Ainsi, tous les français sans doute n’ont pas voulu la mort de Louis XVI ; mais l’immense majorité du peuple a voulu, pendant plus de deux ans, toutes les folies, toutes les injustices, tous les attentats qui amenèrent la catastrophe du 21 janvier. […] Chaque goute de sans de Louis XVI en coûtera des torrents à la France ; quatre millions de Français, peut-être, paieront de leur têtes le grand crime national d’une insurrection anti-religieuse et anti-sociale, couronnée par un régicide. »

Le penseur du providentialisme

« Le Christ commande, Il règne, Il est vainqueur »

Pour Joseph de Maistre, la Révolution française est une hérésie. Non pas seulement parce qu’elle tente de contrarier l’ordre établi des choses, ordre immanent et christique, mais parce que c’est une force lancée dans l’inconnu, incontrôlable et qui dévore ses propres enfants.

Combattre la Révolution c’est affirmer l’absolue d’une histoire humaine régit par Dieu et faire prévaloir l’ordre providentiel sur la violence et le désordre diabolique.

Qui plus est, l’hérésie révolutionnaire brise le pacte naturel entre la France et les pays d’Europe, qu’elle guidait mais qu’elle vient de trahir.

 

 

Si tout est régit par Dieu, alors les constitutions aussi sont immanentes. Et donc celles prétendument créées par l’homme ne sont que des tentatives de poursuivre l’œuvre destructrice qui, déjà, s’est emparé des biens de l’Eglise et tente maintenant d’en atteindre l’influence. Autrement dit, la Révolution est l’œuvre du Mal.

 

Pour faire la révolution française, il a fallu renverser la religion, outrager la morale, violer toutes les propriétés, et commettre tous les crimes : pour cette œuvre diabolique, il a fallu employer un tel nombre d’hommes vicieux, que jamais peut-être autant de vices n’ont agi ensemble pour opérer un mal quelconque.

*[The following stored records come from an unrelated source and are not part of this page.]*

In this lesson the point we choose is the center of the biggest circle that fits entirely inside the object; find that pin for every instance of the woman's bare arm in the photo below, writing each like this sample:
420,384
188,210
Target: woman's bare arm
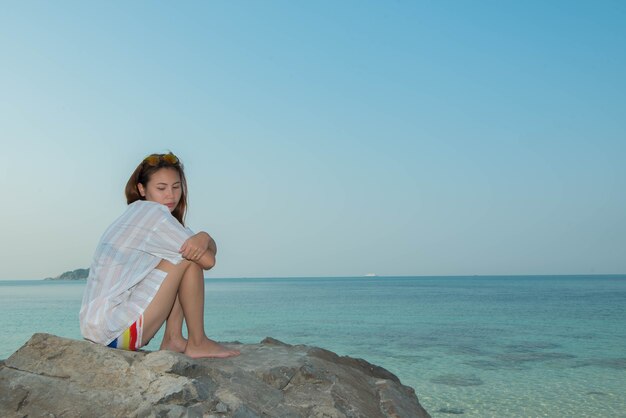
201,249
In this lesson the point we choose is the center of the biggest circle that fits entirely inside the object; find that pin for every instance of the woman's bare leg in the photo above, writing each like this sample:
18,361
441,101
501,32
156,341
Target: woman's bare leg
173,339
185,282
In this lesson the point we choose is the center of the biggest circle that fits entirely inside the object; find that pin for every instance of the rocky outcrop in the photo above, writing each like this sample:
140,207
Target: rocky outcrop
58,377
78,274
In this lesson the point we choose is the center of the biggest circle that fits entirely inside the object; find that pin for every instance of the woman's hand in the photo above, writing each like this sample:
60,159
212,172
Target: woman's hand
200,248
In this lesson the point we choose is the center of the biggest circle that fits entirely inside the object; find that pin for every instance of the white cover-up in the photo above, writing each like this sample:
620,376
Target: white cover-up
122,278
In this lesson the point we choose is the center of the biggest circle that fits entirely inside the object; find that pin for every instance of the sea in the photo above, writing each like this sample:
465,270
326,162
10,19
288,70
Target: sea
479,346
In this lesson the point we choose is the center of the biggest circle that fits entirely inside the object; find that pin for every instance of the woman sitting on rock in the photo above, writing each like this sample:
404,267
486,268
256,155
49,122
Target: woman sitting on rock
148,269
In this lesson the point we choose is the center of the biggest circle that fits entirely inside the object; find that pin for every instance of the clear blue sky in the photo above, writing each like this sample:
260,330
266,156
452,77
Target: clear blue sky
323,138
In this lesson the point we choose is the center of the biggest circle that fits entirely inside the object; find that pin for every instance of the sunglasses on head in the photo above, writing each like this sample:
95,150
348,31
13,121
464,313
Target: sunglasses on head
155,159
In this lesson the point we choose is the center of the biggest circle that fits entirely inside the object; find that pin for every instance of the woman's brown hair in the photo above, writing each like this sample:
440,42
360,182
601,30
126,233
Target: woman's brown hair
144,171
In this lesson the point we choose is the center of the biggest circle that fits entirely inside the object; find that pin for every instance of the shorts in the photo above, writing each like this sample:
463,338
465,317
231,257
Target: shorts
131,338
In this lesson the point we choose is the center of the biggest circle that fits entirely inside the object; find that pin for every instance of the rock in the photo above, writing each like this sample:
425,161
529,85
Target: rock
54,376
78,274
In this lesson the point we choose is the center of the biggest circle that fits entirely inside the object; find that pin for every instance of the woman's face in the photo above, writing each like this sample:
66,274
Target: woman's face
164,187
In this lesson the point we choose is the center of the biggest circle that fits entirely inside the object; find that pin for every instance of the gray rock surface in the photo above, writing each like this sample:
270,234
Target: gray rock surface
57,377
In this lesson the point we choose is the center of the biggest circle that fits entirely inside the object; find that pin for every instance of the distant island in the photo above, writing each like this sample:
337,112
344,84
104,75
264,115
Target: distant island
78,274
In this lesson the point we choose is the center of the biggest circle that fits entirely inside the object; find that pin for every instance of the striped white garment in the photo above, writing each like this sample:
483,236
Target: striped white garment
122,278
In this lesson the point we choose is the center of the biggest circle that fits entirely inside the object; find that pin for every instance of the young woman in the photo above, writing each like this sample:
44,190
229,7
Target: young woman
148,269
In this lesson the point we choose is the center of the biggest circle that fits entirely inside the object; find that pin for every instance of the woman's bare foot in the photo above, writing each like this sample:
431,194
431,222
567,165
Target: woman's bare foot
209,348
176,345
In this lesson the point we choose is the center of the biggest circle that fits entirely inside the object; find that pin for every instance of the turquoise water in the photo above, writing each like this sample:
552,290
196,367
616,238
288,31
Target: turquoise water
551,346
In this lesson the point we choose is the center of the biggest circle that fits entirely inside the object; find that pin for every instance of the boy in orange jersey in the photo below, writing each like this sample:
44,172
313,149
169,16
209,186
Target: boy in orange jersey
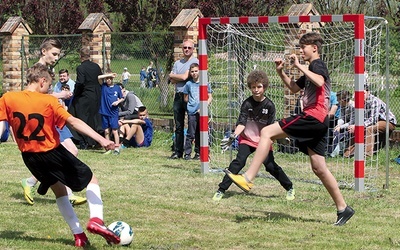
34,115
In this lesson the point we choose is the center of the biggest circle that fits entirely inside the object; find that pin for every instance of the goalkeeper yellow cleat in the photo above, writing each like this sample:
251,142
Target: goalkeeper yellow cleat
76,200
239,180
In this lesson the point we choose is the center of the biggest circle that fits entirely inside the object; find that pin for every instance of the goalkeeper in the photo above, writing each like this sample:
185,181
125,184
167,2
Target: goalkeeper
256,112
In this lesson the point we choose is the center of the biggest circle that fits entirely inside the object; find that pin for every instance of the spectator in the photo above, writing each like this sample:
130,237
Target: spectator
139,132
143,77
191,93
152,78
125,76
179,76
86,102
63,78
128,108
346,118
111,97
375,121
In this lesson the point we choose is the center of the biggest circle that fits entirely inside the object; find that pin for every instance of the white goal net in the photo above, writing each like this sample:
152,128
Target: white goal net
234,50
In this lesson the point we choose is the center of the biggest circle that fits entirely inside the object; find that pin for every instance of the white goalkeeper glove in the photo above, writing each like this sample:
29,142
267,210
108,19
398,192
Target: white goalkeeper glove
227,142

Au contraire, pour rétablir l’ordre, le Roi convoquera toutes les vertus ; il le voudra sans doute ; mis, par la nature même des choses, il y sera forcé. Son intérêt le plus pressant sera d’allier la justice à la miséricorde ; les hommes estimables viendront d’eux-mêmes se placer aux postes où ils peuvent être utiles ; et la religion, prêtant son sceptre à la politique, lui donnera les forces qu’elle ne peut tenir que de cette sœur auguste. »

 

La préface de Pierre Mament est brillante et rappelle avec force combien ce texte court est un acte de combat, au coeur de la mêlée car publié en 1797 et annonciateur de la fin de cette hérésie et le retour à la Monarchie, malgré toute la puissance propagandiste mise en oeuvre pour faire peur (vengeance, massacre, etc.). Et combien ce texte de Joseph de Maistre est important dans l’histoire de la pensée occidentale et de la philosophie politique.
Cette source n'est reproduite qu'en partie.